七洲くにの平定は、皇にまつろわぬ国つ神とそれを奉じる氏族の討伐という側面もあったの。いくつもの国つ神が名を奪われ、信仰を捧げる民を滅ぼされ、歴史の闇に消えていった……」

「だが、神々の無念は地上に残された」

 思わず喉が鳴る。

「天つ神の血族への恨みは地中深く沈殿し、棄神の怨念と混ざり合っていった。国つ神たちの怨嗟を吸収し続けた棄神は、仮名どおり悪霊の王、死せるものたちの王になってしまったんだ」

「つまり悪霊王は、棄神の怨念と国つ神たちの無念の集合体ということ?」

「あくまで核は棄神だけどね。炫和祺比売の封印がある限り、悪霊王は消えることはなくても眠り続けるはずだった――」

 私はくちびるを噛んでうなだれた。

 皇と風牧の氏族によって火守の民は攻め滅ぼされ、わずかな生き残りは最北の氷波弖列島まで追われた。封印は、失われているに等しい。

「赫日の皇女と火守の男巫によって死の王が解き放たれる。あなたが受けた常夜大君の夢告は、この国のどこかにあるという生大刀を見つけて災厄を回避せよ……ということなんだね?」

「そうよ。私は故郷を守りたい。たとえ刺し違えてでも、姉の暴挙を止めたいの」

「……明星媛を殺すのかい?」

 那岐女が声を低めて尋ねた。
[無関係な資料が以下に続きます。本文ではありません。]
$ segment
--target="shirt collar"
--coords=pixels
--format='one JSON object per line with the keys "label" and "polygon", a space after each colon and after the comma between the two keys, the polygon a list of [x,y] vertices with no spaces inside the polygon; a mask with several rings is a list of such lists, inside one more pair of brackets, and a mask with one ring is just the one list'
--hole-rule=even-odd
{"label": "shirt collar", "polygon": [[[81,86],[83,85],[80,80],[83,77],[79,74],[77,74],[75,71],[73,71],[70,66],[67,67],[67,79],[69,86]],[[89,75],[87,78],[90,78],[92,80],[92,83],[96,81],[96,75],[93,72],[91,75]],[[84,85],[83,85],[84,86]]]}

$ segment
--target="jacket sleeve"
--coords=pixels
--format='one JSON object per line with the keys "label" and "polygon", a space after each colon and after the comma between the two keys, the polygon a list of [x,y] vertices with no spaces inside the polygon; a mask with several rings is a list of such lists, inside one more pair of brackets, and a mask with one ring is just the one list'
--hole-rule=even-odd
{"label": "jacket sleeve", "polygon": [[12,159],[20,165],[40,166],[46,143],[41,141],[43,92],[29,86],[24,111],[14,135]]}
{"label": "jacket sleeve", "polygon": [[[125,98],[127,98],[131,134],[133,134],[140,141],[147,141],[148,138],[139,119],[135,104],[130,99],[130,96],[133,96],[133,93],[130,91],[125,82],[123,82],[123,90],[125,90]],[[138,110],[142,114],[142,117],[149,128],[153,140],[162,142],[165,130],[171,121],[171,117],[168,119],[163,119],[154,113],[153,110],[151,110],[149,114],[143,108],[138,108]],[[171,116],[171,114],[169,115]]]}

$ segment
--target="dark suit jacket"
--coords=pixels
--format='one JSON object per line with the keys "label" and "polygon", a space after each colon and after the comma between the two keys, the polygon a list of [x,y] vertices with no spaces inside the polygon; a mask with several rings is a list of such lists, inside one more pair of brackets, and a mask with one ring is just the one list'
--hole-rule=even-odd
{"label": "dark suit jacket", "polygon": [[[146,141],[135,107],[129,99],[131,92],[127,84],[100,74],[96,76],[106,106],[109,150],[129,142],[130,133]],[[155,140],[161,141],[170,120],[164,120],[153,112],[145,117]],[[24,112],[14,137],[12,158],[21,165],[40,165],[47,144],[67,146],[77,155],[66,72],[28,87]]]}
押し黙っている水沙比古の表情は硬い。

 無性に泣きたくなって、でも涙はとっくに涸れてしまった。

「いっしょに死んでくれと言われたの。明星には私しかいないから、いっしょに地獄まで落ちてほしいって。でも私は、明星の手を振りほどいて伊玖那見まで逃げてきた」

「二の媛――」

「いっしょにいたかった。いっしょに生きたかった。でもそれが叶わないのなら、ほかのだれでもなく私の手であの子を殺すわ」

 昏く燃えるこの想いが愛だというのなら、私は確かに愛に狂って死んだ父の娘だ。

 私たち皇の愛は苛烈で、支配的で、どこまでも歪んでいる。

「愛している。愛しているから殺すの。そして私は、私の片割れを運命から取り戻す」

 那岐女は目を瞠った。褐色の喉仏が小さく上下する。

「稚神女の座に就くことも世継ぎを産むことも、いまは承服できない。それでも力を貸してくれるなら、あなたをひとりにしないと約束する。あなたの片割れを奪わないと、あなただけに伊玖那見の運命を背負わせないと約束するわ」

「何を言っているんだ、二の媛!」

「水沙比古、わかってちょうだい。私たちには那岐女殿が必要なの。そして那岐女殿には――あなたが必要なのよ」

「それは、巫女としての託宣か?」

 水沙比古は厳しい顔で尋ねた。私は苦い笑みを返し、かれの手を握った。

「そうでもあるし、半分は私個人の願いよ。ようやくめぐり会えたあなたの兄弟を、私のために切り捨ててほしくない」

「……おれはもう、伊玖那見の卑流児ではない」

 銀碧の瞳がさざめく。水沙比古は那岐女を見つめ、血反吐を振り絞るように言った。

「きっとおまえが望むヒコおれには戻れない。おれには大事な故郷も家族うからも主人もある。それでも……おまえが、おれを兄弟と呼ぶのなら――」

「それでいい!」

 那岐女が叫んだ。弾かれたように水沙比古に駆け寄り、寸分違わぬ背丈の兄に抱きついた。

 水沙比古の体が硬直する。やがて那岐女がぐずぐず泣きだすと、脱力して弟の背に両手を添えた。

「それでいいよ。どんな名前でもかまわない。だから、だからもう置いていかないで。わたしの目の前から、いなくならないで……」

「わかった。わかったから、泣くな。おなごの格好をしていても、おまえはおのこだろう」

 ぽんぽんと軽く背中を叩かれると、那岐女は肩を震わせて泣き声を上げた。途方に暮れた様子の水沙比古が視線で助けを求めてくる。

 ――きりりと、儚く途切れかけていた縁の糸が、いまいちど結び直された。

 私は苦い安堵を飲み下し、迷いを滲ませたまま那岐女を抱き寄せる水沙比古の腕に手を重ねた。

 どうか、もう悲しみに引き裂れないように。